E há ainda um terceiro que vem chamando bastante atenção da comunidade em geral. Em meio a uma atualização na Base Nacional Comum Curricular (BNCC), que pela primeira vez torna o inglês uma disciplina obrigatória em todas as escolas, inclusive as do setor público, a partir do Ensino Fundamental II, o país começa a chamar atenção de escolas internacionais em uma tendência que parece só crescer cada vez mais. A Internacional de São Paulo, por exemplo, preparou uma grande unidade no centro da cidade. Já a Concept abriu seu campus em fevereiro também na capital paulista. E a Avenues, de Nova Iorque, está prestes a inaugurar.

Junto com essas novas instituições, surge também a necessidade de um corpo pedagógico altamente qualificado. Essas escolas selecionam os docentes como grandes companhias e multinacionais: enfocam nas habilidades de inovação que oferecem e atraem com os altos salários – que não são comuns em uma profissão que é pouco valorizada atualmente. A remuneração pode chegar a R$20 mil.

Em contrapartida, é exigido que o docente seja bilíngue, um grande obstáculo que ainda precisa ser vencido na nossa realidade. Apesar das novas vagas abertas, o que vimos foi que nem todas puderam ser preenchidas na velocidade desejada por falta de mão de obra qualificada. A situação traz a tona então dois pontos para reflexão.

A latente falta de professores capacitados para lecionar nesses novos formatos de ensino. No Brasil, por muitas décadas, a disciplina do inglês foi tida como menos importante e ministrada por professores que “falavam inglês” para completar carga horária, sem alinhamento com os parâmetros internacionais. E isso se arrastou historicamente. Prova disso é que de acordo com dados do Ministério da Educação (MEC), é estimado que cerca de 85% dos docentes que dão aulas de inglês para alunos de escolas públicas não dominam o idioma.

Uma nova esperança relacionada à valorização dos professores por meio da educação continuada e do plano de carreira. Isso porque, a chegada das escolas internacionais eleva o nível de excelência que precisa ser atingido em serviços educacionais e impacta não apenas os colégios que atuam em um segmento premium, mas todos os outros em função do desejo e da exigência dos pais. E é inviável conduzir esse aprimoramento sem o investimento nos docentes, que são a parte fundamental do aprendizado para todo aluno.

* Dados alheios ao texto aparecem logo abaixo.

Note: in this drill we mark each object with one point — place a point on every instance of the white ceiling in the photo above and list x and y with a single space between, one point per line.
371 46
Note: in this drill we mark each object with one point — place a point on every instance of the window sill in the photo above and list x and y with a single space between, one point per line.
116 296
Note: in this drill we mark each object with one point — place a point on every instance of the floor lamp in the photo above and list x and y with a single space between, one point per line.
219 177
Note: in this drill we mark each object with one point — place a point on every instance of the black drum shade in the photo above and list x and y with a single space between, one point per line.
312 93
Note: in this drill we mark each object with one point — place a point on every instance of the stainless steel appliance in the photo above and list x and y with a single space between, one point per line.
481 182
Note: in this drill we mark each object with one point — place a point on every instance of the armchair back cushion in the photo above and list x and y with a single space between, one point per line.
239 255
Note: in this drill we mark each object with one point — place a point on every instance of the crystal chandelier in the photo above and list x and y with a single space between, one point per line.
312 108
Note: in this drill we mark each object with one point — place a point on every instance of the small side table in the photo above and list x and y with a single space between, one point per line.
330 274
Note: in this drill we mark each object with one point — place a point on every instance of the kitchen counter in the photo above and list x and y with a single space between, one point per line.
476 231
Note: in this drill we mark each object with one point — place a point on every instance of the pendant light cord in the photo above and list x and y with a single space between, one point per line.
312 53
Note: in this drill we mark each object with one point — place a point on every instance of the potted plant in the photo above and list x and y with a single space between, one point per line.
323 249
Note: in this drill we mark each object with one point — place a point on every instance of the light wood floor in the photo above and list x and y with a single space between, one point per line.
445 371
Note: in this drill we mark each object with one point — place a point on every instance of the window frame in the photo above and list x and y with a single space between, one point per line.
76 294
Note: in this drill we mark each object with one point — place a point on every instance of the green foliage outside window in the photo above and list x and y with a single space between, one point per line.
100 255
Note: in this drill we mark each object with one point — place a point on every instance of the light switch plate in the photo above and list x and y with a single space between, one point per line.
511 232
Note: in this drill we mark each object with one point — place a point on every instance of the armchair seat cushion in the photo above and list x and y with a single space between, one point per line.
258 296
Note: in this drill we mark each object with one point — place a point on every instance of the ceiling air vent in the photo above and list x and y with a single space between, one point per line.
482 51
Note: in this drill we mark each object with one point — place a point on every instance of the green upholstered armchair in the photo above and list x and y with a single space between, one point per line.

Isso tudo nos mostra que estamos no limite para mudar a forma como enxergamos o inglês dentro do nosso currículo e também a importância de melhor preparar e desenvolver o ativo mais valioso da educação, que são os professores. Se queremos um País mais competitivo e cidadãos preparados para lidar com os desafios modernos, precisamos trabalhar para que isso aconteça, tanto do ponto de vista metodológico (para que tenhamos práticas mais ativas, que coloquem o estudante no centro do conhecimento, tornando-os mais autônomos e seguros), quanto do ponto de vista de proficiência do inglês (que atua como um meio de comunicação e de ligação entre os objetivos e os resultados).